From: Ken Mankoff <mankoff@gmail.com>
To: Emmanuel Charpentier <emm.charpentier@free.fr>
Cc: emacs-orgmode <emacs-orgmode@gnu.org>,
John Kitchin <jkitchin@andrew.cmu.edu>
Subject: Re: Slight problems with links
Date: Tue, 30 Apr 2019 04:43:14 -0200 [thread overview]
Message-ID: <871s1kouwt.fsf@geus3064linuxwsm.geus.dk> (raw)
In-Reply-To: <450323f31e177a8a66aea436c688ec066caf4f26.camel@free.fr>
Hi Emmanuel,
I have looked into PDF and DOCX export repeatedly over the years with different versions of Org and Pandoc and Google Docs and keep finding that the best method is Org -> LaTeX, and then LaTeX -> DOCX with Pandoc. I use this babel block to achieve this:
#+BEGIN_SRC sh :results verbatim :var fn=(file-name-sans-extension (buffer-name))

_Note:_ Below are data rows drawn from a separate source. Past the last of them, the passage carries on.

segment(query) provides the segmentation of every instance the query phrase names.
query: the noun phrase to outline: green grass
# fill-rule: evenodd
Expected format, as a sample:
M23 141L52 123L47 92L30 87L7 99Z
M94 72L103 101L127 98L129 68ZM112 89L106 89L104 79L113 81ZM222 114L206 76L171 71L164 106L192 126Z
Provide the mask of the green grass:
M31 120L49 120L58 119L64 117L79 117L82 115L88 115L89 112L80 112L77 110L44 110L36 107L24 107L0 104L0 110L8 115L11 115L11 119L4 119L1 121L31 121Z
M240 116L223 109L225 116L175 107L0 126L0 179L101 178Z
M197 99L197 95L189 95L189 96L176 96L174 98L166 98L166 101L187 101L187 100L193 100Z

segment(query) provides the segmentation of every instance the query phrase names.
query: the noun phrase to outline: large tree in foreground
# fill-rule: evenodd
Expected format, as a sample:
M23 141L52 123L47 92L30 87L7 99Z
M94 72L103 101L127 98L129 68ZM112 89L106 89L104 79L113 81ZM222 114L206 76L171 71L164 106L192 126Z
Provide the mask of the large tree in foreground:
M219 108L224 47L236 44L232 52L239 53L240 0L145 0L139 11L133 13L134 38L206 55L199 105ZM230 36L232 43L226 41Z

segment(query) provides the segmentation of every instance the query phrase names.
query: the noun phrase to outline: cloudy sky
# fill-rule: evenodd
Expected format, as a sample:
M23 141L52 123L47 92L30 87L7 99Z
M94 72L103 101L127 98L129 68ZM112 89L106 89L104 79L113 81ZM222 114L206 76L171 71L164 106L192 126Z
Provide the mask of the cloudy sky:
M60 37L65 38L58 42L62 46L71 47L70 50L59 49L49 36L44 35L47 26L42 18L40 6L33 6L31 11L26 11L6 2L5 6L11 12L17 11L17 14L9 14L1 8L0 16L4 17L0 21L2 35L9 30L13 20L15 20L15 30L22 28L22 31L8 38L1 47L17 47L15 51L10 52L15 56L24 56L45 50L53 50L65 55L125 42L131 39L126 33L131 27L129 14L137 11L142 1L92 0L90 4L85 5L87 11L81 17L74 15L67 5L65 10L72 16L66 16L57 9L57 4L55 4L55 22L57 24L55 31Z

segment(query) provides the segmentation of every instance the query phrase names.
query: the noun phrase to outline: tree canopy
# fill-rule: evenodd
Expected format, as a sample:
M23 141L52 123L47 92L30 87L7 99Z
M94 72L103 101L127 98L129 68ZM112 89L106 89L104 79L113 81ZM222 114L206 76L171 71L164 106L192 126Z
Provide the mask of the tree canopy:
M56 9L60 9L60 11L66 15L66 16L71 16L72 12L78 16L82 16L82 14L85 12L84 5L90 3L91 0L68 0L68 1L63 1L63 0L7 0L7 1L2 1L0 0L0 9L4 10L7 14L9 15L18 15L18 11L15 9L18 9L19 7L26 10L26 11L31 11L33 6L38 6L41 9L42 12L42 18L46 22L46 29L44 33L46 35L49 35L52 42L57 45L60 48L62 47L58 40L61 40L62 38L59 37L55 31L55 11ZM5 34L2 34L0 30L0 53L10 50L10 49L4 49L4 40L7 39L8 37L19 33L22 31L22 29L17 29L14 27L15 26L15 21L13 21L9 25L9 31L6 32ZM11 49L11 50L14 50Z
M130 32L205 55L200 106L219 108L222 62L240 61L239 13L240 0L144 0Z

bibexport -o ${fn}.bib ${fn}.aux
pandoc -f latex -i ${fn}.tex -t DOCX -o ${fn}.docx --bibliography ./${fn}.bib
#+END_SRC
The first line may not be needed. That extracts the references used in this document from my single massive (3500 element) bib file. The advantage of this Org -> LaTeX -> Pandoc -> DOCX method is that if you need to patch something for Pandoc (e.g. to fix your code captions or something) you could insert a NoWeb <<fix-tex-for-pandoc>> block before the pandoc line that generates a second, corrected, LaTeX file.
Note that I don't use org-ref, just the standard Org referencing code, but I don't see why this would change anything, if you're able to generate PDFs that meet your requirements.
-k.
On 2019-04-29 at 19:48 -0200, Emmanuel Charpentier <emm.charpentier@free.fr> wrote...
> Dear John,
> Indeed, I missed your point. I'll have to bet back to you after
> reading, understanding the code (org-mode is a tall order...) and
> *thinking*.
> However, the troubling fact that ox-latex manages to export org's
> labelling correctly shows that its author might be up to somethong.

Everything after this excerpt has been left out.